Norbert Röttgen: Er war lange Zeit der Außenseiter des Bewerber-Trios. Doch in den vergangenen Wochen ist es dem Juristen gelungen, in die Lücke zwischen dem Provokateur Merz und dem Merkel-getreuen Laschet zu stoßen. Seine Umfragewerte haben sich massiv verbessert. Auch, weil er ein gefragter Experte in außenpolitischen Fragen ist und in Wochen, in denen die Welt gebannt in die USA blickt, mit kritischen Analysen punkten kann.
Sein Versprechen ist wohl das modernste: Die Partei müsse weiblicher, jünger, digitaler und interessanter werden, sagte Röttgen bei seinen Auftritten in den Kandidatenrunden. In der CDU müsse wieder um Themen gerungen werden, ohne dass das Ergebnis von vornherein feststehe. Das will er auch personell festmachen. Der CDU-Vorsitz-Kandidat hat sich für eine verbindliche Frauenquote in seiner Partei ausgesprochen.

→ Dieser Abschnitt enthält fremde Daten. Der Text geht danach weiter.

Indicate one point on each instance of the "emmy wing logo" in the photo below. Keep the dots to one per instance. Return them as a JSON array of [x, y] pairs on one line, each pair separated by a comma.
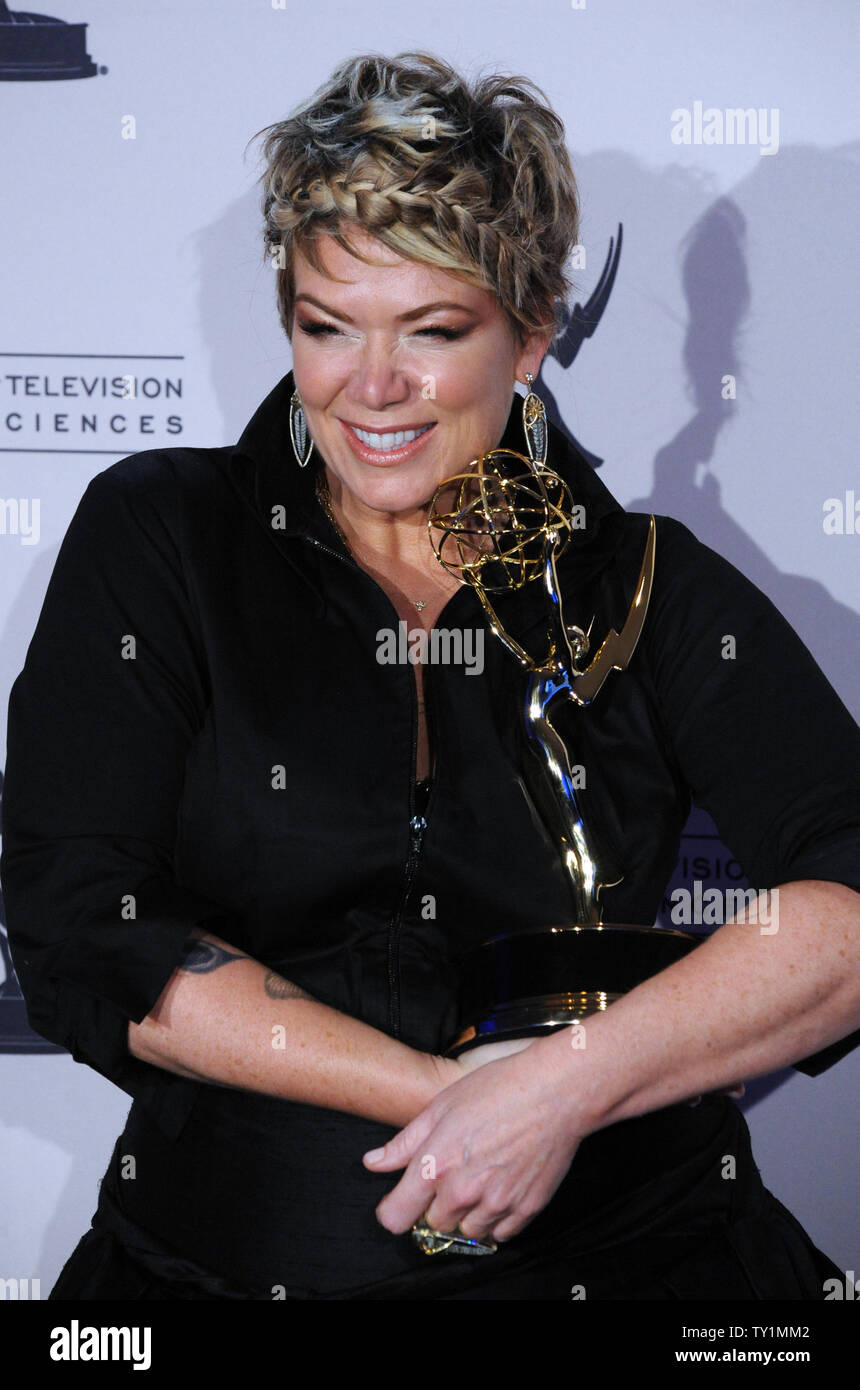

Norbert Röttgen will nicht mit der FDP regieren
Anders als Merz und Laschet sieht Röttgen in den Grünen nicht nur den Widersacher, sondern auch einen möglichen Koalitionspartner. Der frühere Umweltminister will die Klimapolitik vorantreiben, da würde ein schwarz-grünes Bündnis ihm Glaubwürdigkeit verleihen. In einem Interview mit unserer Redaktion bezeichnete er die FDP hingegen als „unsichere Kantonisten“. Das kam in Teilen der CDU nicht gut an. Der frühere stellvertretende Regierungssprecher Georg Streiter schreibt in seinem Blog: „Vor einer Bundestagswahl, die aus Sicht der CDU/CSU mit Sicherheit sehr schwierig wird, eine von vielleicht nur zwei Koalitionsoptionen ohne jeden aktuellen Anlass einfach mal in die Tonne zu treten ist so dumm, dass es wohl auch der letzte Delegierte des CDU-Parteitags merkt.“
Der 55-Jährige ist der Kandidat, der die Türen am weitesten offen lässt. Röttgen greift zwar nach dem Parteivorsitz, doch ob ein Sieg beim Parteitag automatisch auch den Griff nach der Kanzlerkandidatur bedeutet, lässt er offen. Doch ob Röttgen im Fall eines Sieges wirklich auf die eigene Kandidatur und damit den Einzug ins Kanzleramt verzichten würde, ist nicht gesagt.